Ahí inició la confrontación que llevó al Grupo Universidad a secuestrar camiones con el pretexto de bajar el precio del transporte a los estudiantes y a tomar otras acciones como no saludar al gobernador el 31 de diciembre de ese año después del homenaje a Javier Rojo Gómez en la casa de Humberto Lugo Gil en Huichapan, hasta el “exilio” de Gererado Sosa Castelán de nueve meses en 1990.
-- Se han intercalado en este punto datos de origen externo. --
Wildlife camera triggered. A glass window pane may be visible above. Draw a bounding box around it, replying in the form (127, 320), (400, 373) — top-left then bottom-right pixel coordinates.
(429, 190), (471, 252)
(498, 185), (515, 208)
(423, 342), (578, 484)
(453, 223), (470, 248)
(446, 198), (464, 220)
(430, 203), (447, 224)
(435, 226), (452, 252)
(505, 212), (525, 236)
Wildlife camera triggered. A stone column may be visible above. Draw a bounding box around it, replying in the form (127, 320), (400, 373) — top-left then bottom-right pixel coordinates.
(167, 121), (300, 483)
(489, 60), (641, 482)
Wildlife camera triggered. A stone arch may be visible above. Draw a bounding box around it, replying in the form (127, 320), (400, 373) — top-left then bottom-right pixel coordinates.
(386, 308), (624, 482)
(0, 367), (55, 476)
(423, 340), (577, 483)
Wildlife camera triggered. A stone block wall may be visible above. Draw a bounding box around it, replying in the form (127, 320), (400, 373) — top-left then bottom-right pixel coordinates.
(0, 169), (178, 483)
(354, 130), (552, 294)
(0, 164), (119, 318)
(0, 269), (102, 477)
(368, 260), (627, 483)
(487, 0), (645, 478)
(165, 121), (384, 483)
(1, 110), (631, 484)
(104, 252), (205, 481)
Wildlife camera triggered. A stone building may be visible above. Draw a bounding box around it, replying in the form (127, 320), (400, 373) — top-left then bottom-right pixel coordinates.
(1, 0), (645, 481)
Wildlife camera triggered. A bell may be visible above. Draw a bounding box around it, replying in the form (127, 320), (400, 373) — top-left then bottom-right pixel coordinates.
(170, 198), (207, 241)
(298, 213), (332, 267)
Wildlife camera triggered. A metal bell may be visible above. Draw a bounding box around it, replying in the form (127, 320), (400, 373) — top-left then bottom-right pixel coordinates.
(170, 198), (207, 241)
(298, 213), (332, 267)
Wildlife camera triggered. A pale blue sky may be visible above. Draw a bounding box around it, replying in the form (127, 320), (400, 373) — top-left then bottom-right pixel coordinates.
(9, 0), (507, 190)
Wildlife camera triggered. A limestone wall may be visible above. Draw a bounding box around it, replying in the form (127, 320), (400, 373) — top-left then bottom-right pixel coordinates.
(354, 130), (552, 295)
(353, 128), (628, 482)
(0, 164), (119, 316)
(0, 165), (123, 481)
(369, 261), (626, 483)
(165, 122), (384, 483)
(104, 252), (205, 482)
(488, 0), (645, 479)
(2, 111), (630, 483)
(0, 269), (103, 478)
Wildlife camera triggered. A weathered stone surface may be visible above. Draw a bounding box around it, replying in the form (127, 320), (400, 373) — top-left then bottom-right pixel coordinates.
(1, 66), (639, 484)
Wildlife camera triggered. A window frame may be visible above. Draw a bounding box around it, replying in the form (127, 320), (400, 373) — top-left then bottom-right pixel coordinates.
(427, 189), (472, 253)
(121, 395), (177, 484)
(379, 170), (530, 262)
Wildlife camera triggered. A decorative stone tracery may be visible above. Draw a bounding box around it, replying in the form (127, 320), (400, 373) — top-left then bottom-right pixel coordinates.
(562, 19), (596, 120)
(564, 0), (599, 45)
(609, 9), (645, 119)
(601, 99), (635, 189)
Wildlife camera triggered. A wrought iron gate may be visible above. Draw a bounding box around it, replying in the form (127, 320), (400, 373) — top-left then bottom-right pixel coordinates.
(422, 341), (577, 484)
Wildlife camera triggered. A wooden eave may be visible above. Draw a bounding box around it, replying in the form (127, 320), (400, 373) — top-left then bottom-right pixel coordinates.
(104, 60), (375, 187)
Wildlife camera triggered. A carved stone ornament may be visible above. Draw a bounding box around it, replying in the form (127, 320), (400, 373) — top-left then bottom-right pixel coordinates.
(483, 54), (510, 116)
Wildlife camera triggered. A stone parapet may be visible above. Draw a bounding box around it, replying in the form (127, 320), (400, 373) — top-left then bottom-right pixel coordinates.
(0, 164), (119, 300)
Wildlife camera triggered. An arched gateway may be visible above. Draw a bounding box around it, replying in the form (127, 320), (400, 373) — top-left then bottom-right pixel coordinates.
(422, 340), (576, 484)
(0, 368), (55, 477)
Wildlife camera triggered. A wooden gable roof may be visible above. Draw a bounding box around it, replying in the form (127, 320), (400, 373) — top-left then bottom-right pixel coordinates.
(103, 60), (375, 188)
Sin embargo, sabiéndose con el control sobre el mismo rector a través del supra organismo en que convirtió al Patronato Universitario, puso en riesgo la tan llevada y traída   autonomía en su alianza con Dante Delgado Ranauro para quedarse con la franquicia de Movimiento Ciudadano, al utilizar abiertamente a su estructura a favor del partido naranja.

Pero esta vez en su confrontación con el gobernador Omar Fayad Meneses, fue más allá empoderado porque se subió a tiempo al tren ganador de las pasadas elecciones puso al rector Adolfo Pontigo Loyola a decir que la comunidad universitaria se sumaría a la marcha del miércoles y que su futuro político lo daría a conocer en enero del 2019, pero no sucedió ninguna de las dos cosas.

Hubo resistencia en las aulas para aceptar la orden de un desgastado Consejo Estudiantil Universitario (CEUHE) de salir a las calles y por el bien de la UAEH, reculó, pero tampoco se esperó hasta el próximo año para decir cuál sería su futuro al asistir a la reunión privada previa a la marcha con el senador Mario Delgado Carrillo de Movimiento de Regeneración Nacional (Morena) y con el dirigente estatal Abraham Mendoza Zenteno, para definir la estrategia y su futuro.